@c GNU xstdopen and *-safer modules documentation

@c Copyright (C) 2019--2023 Free Software Foundation, Inc.

@c Permission is granted to copy, distribute and/or modify this document
@c under the terms of the GNU Free Documentation License, Version 1.3 or
@c any later version published by the Free Software Foundation; with no
@c Invariant Sections, no Front-Cover Texts, and no Back-Cover Texts.  A
@c copy of the license is at <https://www.gnu.org/licenses/fdl-1.3.en.html>.

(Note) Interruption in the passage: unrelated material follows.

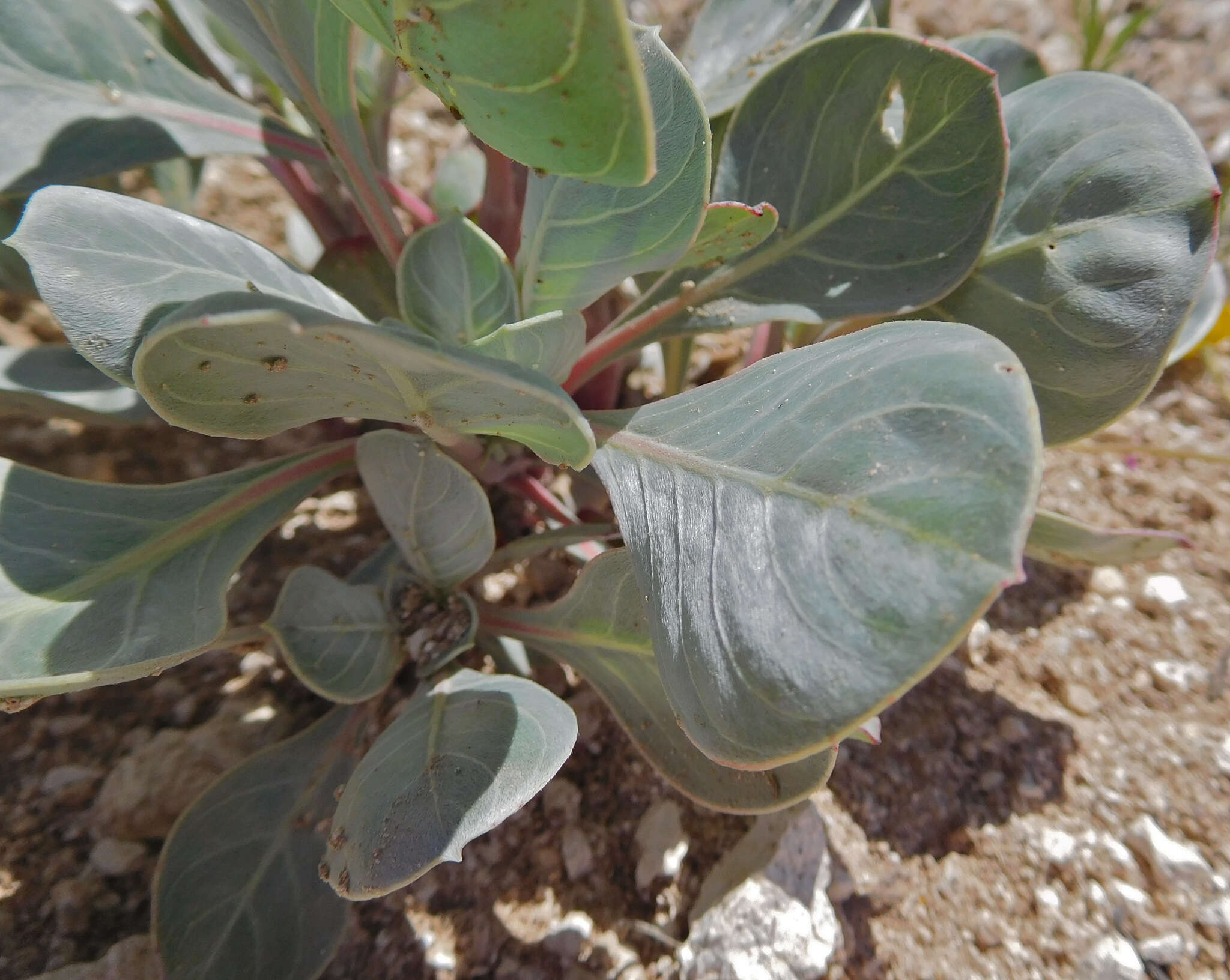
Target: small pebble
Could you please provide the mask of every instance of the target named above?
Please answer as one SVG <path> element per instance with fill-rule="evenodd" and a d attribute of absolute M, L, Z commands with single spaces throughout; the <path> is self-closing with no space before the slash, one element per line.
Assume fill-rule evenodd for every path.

@c Written by Bruno Haible, based on ideas from Paul Eggert.

@node Closed standard fds
@section Handling closed standard file descriptors

@cindex xstdopen
@cindex stdopen
@cindex dirent-safer
@cindex fcntl-safer
@cindex fopen-safer
@cindex freopen-safer
@cindex openat-safer
@cindex pipe2-safer
@cindex popen-safer
@cindex stdlib-safer
@cindex tmpfile-safer
@cindex unistd-safer

Usually, when a program gets invoked, its file descriptors
0 (for standard input), 1 (for standard output), and 2 (for standard error)
are open.  But there are situations when some of these file descriptors are
closed.  These situations can arise when
@itemize @bullet
@item
The invoking process invokes @code{close()} on the file descriptor before
@code{exec}, or
@item
The invoking process invokes @code{posix_spawn_file_actions_addclose()} for
the file descriptor before @code{posix_spawn} or @code{posix_spawnp}, or
@item
The invoking process is a Bourne shell, and the shell script uses the
POSIX syntax for closing the file descriptor:
@code{<&-} for closing standard input,
@code{>&-} for closing standard output, or
@code{2>&-} for closing standard error.
@end itemize

When a closed file descriptor is accessed through a system call, such as
@code{fcntl()}, @code{fstat()}, @code{read()}, or @code{write()}, the
system calls fails with error @code{EBADF} ("Bad file descriptor").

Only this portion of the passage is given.